Specifically, they are opposed to an expansion of the National Security Letter (NSL) statute, such as the one that was reportedly included in the Senate’s Intelligence Authorization Act for Fiscal Year 2017, and the one filed by Senator Cornyn as an amendment to the ECPA reform bill.
In a letter signed by the concerned parties, they said they would oppose any version of these bills that included such a proposal expanding the government’s ability to access private data without a court order.
This expansion of the NSL statute has been characterized by some government officials as merely fixing a “typo” in the law. In reality, however, it would dramatically expand the ability of the FBI to get sensitive information about users’ online activities without court oversight, the letter said.
The provision would expand the categories of records, known as Electronic Communication Transactional Records (ECTRs), that the FBI can obtain using administrative subpoenas called NSLs, which do not require probable cause.
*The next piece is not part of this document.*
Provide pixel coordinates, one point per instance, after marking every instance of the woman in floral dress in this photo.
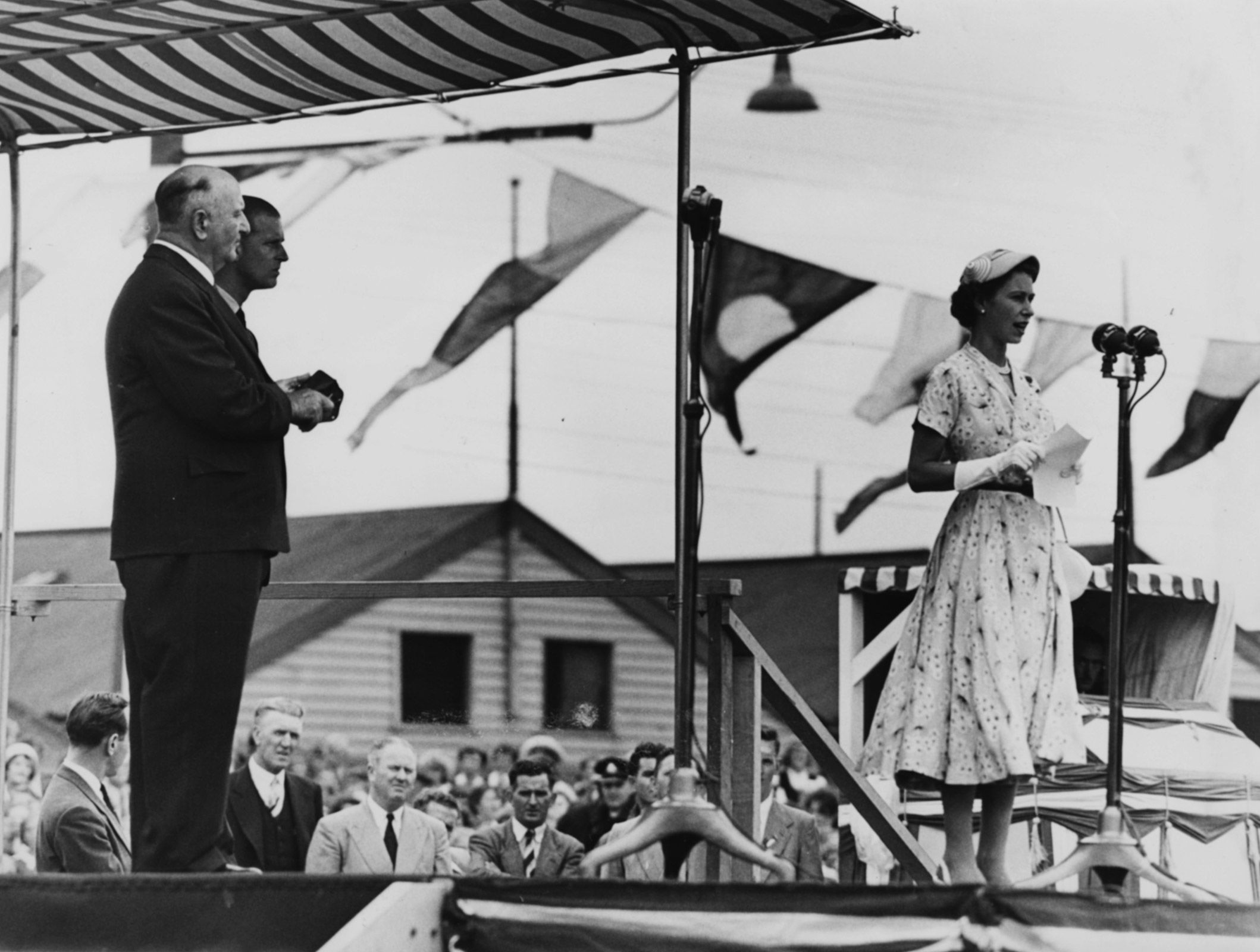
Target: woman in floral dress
(982, 693)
Under these proposals, ECTRs would include a host of online information, such as IP addresses, routing and transmission information, session data, and more.
The new categories of information that could be collected using an NSL—and thus without any oversight from a judge—would paint an incredibly intimate picture of an individual’s life. For example, ECTRs could include a person’s browsing history, email metadata, location information, and the exact date and time a person signs in or out of a particular online account.
This information could reveal details about a person’s political affiliation, medical conditions, religion, substance abuse history, sexual orientation, and, in spite of the exclusion of cell tower information in the Cornyn amendment, even his or her movements throughout the day, according to the letter.
Other signatories to the letter include the American Civil Liberties Union, Yahoo, CompTIA, Amnesty International USA, Human Rights Watch and more.